Tug-of-war of molecular motors: the effects of uneven load sharing

TL;DR

This paper compares two models of molecular motor-driven cargo transport, revealing how load sharing assumptions influence predicted velocities, run times, and reversions, with implications for understanding motor coordination.

Contribution

It provides a comparative analysis of mean field and stochastic models, highlighting the effects of load sharing assumptions on cargo transport predictions.

Findings

Mean field model predicts higher cargo velocity than stochastic model.

Cargo mean velocity is unaffected by motor-cargo link stiffness.

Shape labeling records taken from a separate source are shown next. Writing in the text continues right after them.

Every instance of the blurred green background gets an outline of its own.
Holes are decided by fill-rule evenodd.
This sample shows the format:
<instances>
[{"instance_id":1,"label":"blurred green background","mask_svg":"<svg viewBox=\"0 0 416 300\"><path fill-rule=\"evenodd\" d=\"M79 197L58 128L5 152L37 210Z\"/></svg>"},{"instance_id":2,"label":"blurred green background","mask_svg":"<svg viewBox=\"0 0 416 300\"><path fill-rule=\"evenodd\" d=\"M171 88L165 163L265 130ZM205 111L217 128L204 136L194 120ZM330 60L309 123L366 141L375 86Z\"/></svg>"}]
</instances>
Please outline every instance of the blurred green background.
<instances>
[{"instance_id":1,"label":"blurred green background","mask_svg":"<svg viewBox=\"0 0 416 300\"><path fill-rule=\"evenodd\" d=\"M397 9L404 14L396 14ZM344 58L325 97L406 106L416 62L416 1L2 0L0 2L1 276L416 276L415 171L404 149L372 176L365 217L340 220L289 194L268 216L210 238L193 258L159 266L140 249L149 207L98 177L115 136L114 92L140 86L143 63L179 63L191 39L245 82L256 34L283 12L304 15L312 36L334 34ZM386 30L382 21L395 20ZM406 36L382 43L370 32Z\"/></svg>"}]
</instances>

Mean run time decreases as motor-cargo link stiffness increases.

Abstract

We analyze theoretically the problem of cargo transport along microtubules by motors of two species with opposite polarities. We consider two different one-dimensional models previously developed in the literature. On the one hand, a quite widespread model which assumes equal force sharing, here referred to as mean field model (MFM). On the other hand, a stochastic model (SM) which considers individual motor-cargo links. We find that in generic situations the MFM predicts larger cargo mean velocity, smaller mean run time and less frequent reversions than the SM. These phenomena are found to be consequences of the load sharing assumptions and can be interpreted in terms the probabilities of the different motility states. We also explore the influence of the viscosity in both models and the role of the stiffness of the motor-cargo links within the SM. Our results show that the mean cargo velocity is independent of the stiffness while the mean run time decreases with such a parameter. We explore the case of symmetric forward and backward motors considering kinesin- 1 parameters, and the problem of transport by kinesin-1 and cytoplasmic dyneins considering two different sets of parameters previously proposed for dyneins.